Poco a poco, con cada uno de los músculos en tensión, empuñado el cuchillo en la mano, se movió con sigilo hacia delante, tratando de determinar la causa de su espanto. ¿Qué era aquel ruido extraño que apeas podía distinguir por encima del susurro apacible de las aspas del molino movidas por la brisa invernal?
Cerró los ojos un momento, se concentró en el ruido y dirigió su mente hacia el origen.
La voz de una mujer susurraba al viento.
La bruja. ¡Otra vez con sus ritos!
Pero ésa sería la última noche. Nunca más volvería a rezar a un dios o una diosa paganos. Esa noche se satisfaría su sed de sangre.
Ella volvería a su habitación antes del alba. Todo lo que tenía que hacer era esperar.
Morwenna se dio la vuelta y él la estrechó con su brazo durante un último segundo. Después se deslizó de la cama. El olor que ella emanaba, los sentimientos por ella y el sonido de su suave respiración le disuadían, pero aunque la manera de hacer el amor había sido muy apasionada, sólo era el fruto de una noche de pasión. Con la luz del alba que se aproximaba, verían lo que habían compartido con nuevos y escudriñadores ojos.

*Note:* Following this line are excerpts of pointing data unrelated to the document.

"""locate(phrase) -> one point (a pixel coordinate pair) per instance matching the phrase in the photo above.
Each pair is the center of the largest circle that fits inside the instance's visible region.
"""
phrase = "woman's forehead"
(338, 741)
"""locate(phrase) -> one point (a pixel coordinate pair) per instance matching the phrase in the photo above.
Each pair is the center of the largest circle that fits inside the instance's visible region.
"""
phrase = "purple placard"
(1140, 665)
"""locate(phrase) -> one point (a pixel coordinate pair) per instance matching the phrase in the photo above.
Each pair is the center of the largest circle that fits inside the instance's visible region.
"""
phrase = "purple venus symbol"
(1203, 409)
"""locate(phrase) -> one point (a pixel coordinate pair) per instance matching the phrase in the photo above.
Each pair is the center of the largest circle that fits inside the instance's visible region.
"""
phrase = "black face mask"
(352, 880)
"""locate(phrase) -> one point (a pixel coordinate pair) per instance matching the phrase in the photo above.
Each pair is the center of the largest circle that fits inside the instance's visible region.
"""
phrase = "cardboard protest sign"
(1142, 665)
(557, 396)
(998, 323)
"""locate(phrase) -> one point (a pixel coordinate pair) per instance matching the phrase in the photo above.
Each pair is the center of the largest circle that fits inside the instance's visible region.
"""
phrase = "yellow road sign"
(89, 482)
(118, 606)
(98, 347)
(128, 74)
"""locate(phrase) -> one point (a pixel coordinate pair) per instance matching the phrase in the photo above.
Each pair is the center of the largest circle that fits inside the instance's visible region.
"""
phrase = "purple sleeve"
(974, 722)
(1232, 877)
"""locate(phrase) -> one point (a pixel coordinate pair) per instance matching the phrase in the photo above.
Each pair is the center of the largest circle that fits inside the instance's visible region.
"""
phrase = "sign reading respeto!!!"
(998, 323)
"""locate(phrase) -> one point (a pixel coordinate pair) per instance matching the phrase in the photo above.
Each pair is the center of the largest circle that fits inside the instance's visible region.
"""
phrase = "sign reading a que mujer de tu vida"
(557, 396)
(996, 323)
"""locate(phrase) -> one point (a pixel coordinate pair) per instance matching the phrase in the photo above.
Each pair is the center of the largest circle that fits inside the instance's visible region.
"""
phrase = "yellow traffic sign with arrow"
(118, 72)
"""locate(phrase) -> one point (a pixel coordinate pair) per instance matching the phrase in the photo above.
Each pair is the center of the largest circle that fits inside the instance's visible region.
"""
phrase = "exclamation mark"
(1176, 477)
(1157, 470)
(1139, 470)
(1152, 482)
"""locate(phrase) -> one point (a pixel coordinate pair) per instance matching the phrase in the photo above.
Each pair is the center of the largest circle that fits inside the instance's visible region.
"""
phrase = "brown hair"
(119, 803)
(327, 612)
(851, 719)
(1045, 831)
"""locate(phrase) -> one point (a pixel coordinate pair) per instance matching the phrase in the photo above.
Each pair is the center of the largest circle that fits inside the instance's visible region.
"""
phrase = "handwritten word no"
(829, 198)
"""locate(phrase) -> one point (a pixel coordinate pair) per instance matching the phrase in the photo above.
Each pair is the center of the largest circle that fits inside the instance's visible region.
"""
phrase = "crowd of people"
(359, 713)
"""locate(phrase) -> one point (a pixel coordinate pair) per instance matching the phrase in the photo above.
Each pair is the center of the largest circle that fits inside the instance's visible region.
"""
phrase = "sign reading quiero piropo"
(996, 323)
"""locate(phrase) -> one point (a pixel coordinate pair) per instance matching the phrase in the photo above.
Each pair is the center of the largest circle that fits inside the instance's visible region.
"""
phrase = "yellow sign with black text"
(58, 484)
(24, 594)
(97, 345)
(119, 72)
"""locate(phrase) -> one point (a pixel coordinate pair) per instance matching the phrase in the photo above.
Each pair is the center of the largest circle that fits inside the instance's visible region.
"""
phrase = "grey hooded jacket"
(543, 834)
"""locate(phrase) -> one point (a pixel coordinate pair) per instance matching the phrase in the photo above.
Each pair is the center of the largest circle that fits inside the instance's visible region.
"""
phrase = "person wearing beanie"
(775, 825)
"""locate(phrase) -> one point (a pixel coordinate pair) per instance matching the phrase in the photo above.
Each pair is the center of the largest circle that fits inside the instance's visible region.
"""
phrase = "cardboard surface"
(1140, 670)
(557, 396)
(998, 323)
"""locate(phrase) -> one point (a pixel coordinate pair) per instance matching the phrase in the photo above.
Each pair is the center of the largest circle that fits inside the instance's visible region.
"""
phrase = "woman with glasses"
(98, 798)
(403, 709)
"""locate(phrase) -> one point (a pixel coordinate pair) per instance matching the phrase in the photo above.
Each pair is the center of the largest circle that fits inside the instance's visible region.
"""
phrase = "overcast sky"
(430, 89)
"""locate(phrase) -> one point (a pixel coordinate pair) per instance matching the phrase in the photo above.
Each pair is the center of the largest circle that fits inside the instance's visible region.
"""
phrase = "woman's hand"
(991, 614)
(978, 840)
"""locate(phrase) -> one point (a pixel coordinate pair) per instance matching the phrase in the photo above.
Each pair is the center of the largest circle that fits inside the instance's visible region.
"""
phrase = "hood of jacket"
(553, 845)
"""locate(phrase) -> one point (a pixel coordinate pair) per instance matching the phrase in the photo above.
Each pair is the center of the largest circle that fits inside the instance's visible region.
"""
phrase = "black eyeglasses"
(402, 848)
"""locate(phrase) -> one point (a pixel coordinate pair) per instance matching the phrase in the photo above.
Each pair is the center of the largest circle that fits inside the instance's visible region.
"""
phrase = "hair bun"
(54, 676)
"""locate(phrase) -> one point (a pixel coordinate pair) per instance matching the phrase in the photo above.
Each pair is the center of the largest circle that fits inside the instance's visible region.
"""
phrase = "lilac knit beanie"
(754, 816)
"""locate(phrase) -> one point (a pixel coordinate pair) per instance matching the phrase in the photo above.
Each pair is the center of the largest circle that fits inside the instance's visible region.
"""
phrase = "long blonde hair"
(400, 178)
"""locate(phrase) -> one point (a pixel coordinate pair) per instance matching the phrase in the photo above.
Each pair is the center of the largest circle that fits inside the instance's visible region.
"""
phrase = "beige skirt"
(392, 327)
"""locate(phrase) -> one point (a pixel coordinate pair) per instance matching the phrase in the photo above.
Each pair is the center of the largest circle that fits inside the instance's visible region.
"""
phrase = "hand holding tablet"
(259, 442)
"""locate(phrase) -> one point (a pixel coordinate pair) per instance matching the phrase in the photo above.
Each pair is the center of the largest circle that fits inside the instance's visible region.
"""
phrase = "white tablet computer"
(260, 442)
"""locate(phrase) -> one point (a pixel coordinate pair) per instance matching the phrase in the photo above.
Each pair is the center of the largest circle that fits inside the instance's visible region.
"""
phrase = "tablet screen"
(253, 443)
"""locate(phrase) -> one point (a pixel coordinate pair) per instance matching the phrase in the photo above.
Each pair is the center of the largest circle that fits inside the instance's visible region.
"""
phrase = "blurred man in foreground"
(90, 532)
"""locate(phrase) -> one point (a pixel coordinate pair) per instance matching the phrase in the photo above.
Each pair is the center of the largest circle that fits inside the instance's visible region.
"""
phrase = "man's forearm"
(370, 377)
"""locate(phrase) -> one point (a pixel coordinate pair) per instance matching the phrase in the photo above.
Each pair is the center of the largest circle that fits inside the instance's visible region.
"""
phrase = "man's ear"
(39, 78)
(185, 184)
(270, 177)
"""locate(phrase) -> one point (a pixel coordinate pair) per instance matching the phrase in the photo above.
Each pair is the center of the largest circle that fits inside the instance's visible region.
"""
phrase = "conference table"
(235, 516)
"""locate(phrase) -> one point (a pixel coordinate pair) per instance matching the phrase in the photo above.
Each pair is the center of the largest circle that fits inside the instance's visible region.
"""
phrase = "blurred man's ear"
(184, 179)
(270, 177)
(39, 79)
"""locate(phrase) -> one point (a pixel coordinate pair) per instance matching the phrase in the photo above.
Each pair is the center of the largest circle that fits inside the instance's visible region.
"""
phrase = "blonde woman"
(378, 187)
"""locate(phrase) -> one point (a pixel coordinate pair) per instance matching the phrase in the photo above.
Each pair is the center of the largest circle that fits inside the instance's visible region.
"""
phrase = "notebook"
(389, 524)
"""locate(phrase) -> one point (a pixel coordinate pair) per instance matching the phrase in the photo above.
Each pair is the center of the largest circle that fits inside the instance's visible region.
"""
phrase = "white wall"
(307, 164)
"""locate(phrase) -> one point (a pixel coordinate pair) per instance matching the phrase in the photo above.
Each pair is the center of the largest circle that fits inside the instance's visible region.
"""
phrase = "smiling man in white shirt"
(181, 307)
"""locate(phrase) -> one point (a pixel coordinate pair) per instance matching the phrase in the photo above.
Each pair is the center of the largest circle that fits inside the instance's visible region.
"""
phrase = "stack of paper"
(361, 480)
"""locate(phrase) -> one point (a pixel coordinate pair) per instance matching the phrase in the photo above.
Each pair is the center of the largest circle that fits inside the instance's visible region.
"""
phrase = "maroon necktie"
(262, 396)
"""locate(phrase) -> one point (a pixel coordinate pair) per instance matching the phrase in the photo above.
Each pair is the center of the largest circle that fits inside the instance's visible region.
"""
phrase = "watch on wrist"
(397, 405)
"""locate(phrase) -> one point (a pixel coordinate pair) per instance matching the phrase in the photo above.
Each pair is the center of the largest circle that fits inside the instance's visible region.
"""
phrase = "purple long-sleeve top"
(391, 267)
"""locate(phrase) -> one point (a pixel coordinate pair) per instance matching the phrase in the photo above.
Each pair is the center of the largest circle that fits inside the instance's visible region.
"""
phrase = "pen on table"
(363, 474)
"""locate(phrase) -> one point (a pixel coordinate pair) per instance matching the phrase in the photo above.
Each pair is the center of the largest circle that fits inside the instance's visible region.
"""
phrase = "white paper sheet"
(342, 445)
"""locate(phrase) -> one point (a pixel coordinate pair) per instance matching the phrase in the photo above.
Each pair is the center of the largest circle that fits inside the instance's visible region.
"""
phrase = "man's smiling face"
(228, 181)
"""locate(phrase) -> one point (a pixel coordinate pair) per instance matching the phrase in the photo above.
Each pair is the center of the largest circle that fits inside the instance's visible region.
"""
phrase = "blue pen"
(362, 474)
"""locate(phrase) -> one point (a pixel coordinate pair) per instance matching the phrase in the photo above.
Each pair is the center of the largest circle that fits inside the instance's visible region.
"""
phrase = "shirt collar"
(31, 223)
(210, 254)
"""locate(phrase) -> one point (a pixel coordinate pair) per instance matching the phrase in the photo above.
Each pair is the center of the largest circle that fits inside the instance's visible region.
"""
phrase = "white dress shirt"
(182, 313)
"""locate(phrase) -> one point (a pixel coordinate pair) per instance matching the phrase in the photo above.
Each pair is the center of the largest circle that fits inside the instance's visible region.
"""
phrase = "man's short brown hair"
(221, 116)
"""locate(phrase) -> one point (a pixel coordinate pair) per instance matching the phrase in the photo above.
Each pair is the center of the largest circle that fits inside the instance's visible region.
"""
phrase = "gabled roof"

Ella le había amenazado con enviarle a Wybren y él albergaba por las dudas respecto al cumplimiento de sus intenciones. A pesar de lo que habían compartido juntos esa noche, él sintió que una parte de ella se sentiría aliviada si no trataba con él nunca más.
La observó durante un instante, vio el modo en que sus labios se separaban mientras respiraba hondo y suave. Advirtió la manera en que sus párpados acariciaban la parte posterior de su mejilla. Algo le importunaba en su interior y, cuando ella suspiró, dio media vuelta y se acurrucó aún más bajo la manta, cambió de idea y quiso deslizarse entre la ropa de cama para acostarse con ella otra vez.
No podía. Tenía que escapar. Averiguar por su cuenta la verdad sobre su pasado.
Sus rasgos se tornaron más severos a la luz tenue. Tenía planeado ir a Wybren, pero no custodiado ni con las manos atadas, y el caballo, cuya grupa montaba a horcajadas, le conduciría por las enormes puertas del castillo a la vista de todo el mundo, no estaba seguro si hacia la horca o a la mazmorra. Él tomaría su propio camino.